Mas poucos se lembram de elogiar o criador da matéria-prima que permite essas
inovações: o engenheiro têxtil. Inspirar as novidades do mundo fashion, no
entanto, é só a ponta mais visível de seu trabalho. Esse profissional
administra todas as fases de uma confecção, da produção de fios e fibras
naturais e sintéticos à manufatura de tecidos e roupas.
A maior parte de sua atividade acontece dentro da sua atividade acontece dentro
da fábrica, ao lado das máquinas e dos operários. Só quando se chega às últimas
etapas do trabalho, como estamparia e tinturaria, é que ele encosta no
glamouroso mundo da moda. "Sou especialista em fibras de náilon da Du Pont.

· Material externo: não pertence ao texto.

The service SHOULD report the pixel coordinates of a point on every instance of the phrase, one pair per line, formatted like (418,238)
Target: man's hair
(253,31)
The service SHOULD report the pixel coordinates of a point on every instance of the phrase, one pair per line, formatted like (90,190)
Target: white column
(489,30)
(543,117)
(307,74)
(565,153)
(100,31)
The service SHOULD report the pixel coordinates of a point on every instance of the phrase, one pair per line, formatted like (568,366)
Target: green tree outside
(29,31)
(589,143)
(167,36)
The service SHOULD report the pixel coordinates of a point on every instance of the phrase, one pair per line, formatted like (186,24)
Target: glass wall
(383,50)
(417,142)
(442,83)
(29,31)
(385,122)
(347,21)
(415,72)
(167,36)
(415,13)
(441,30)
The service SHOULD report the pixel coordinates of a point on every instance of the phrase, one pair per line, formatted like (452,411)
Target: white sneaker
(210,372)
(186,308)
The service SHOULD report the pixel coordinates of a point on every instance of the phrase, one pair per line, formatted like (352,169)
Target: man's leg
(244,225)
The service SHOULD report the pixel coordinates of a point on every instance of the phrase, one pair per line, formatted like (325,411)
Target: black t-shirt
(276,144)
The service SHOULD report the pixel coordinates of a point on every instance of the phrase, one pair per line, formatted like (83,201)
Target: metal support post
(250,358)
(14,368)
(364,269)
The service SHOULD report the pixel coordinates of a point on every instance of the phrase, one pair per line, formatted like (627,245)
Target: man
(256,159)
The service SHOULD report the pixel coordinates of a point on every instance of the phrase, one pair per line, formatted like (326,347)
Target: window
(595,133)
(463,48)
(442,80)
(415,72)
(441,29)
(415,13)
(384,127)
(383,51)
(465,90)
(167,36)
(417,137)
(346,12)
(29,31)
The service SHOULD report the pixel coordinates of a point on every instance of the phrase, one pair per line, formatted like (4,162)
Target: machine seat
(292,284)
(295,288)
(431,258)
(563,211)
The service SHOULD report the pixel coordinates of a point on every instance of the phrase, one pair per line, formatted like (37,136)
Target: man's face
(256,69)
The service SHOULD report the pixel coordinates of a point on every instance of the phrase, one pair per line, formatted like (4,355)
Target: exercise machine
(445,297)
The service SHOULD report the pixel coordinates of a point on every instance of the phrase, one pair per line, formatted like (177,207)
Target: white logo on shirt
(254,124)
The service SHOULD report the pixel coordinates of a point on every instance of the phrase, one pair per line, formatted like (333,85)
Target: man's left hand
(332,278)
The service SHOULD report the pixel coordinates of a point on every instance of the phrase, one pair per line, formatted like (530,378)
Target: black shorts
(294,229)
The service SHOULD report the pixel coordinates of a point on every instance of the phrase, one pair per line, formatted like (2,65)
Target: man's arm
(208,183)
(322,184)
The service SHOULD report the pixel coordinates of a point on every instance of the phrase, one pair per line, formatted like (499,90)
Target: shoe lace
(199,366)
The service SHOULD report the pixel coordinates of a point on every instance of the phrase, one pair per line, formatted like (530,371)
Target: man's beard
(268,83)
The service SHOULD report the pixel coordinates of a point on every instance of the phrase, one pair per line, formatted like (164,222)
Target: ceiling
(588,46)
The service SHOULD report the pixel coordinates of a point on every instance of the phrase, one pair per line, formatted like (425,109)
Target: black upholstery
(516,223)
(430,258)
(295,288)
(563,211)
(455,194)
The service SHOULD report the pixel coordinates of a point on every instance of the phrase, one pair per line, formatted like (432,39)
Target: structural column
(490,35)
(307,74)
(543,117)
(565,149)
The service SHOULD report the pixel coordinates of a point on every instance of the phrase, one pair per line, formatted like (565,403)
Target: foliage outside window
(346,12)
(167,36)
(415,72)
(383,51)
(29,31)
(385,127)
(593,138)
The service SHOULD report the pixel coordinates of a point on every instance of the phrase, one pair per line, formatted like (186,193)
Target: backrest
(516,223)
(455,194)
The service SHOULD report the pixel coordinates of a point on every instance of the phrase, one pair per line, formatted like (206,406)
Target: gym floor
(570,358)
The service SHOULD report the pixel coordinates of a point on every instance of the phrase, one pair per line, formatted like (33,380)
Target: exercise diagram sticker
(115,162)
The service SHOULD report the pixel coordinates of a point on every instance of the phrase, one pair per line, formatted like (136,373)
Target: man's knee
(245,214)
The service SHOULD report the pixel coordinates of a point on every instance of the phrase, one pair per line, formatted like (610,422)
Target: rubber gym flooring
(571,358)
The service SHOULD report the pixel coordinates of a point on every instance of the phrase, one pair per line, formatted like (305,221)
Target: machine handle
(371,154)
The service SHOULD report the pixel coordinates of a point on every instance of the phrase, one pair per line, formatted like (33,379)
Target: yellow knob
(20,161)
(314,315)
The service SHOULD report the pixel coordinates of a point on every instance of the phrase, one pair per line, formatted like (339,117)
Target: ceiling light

Dou consultoria para os clientes da fábrica, como malharias e confecções,
orientando-os sobre a melhor maneira de utilizar nossos fios e adiantando tendências
de cores e de texturas", diz a engenheira Silvana Valente Padilha, em São
Paulo.
Em virtude da concorrência com o produto estrangeiro, de ótima qualidade e preço
freqüentemente menor, nesta década a indústria têxtil brasileira teve de
investir maciçamente na renovação para recuperar a competitividade. Isso
favoreceu o engenheiro têxtil. "Devido à utilização de equipamentos
cada vez mais sofisticados nas linhas de produção, a procura por engenheiros
especialistas em sua manutenção se multiplicou", afirma José Aparecido
Favilla, que trabalha no setor há doze anos.
A área de manutenção dos equipamentos
industriais é a que oferece as melhores oportunidades de trabalho. Segundo Jerônimo
Alexandre de Sousa Freire, engenheiro chefe do departamento de fiação da fábrica
da Vicunha em Natal, Rio Grande do Norte, o Nordeste é a região brasileira em
que há mais vagas. "Muitas empresas do Sul e do Sudeste estão se
transferindo para cá e, como falta mão-de-obra, vêm 'importando'
profissionais de outros Estados", afirma.
Salário médio inicial: R$ 1 219, 32
Como nos outros cursos de engenharia, nos primeiros anos há muita matemática, física e química. A partir do terceiro começam as disciplinas profissionalizantes na área têxtil, como ciência dos polímeros, engenharia de fibras, métodos e processos de manufatura de fios e de tecidos. Processos químicos e controle de qualidade são matérias obrigatórias no currículo de várias escolas. Duração média: cinco anos.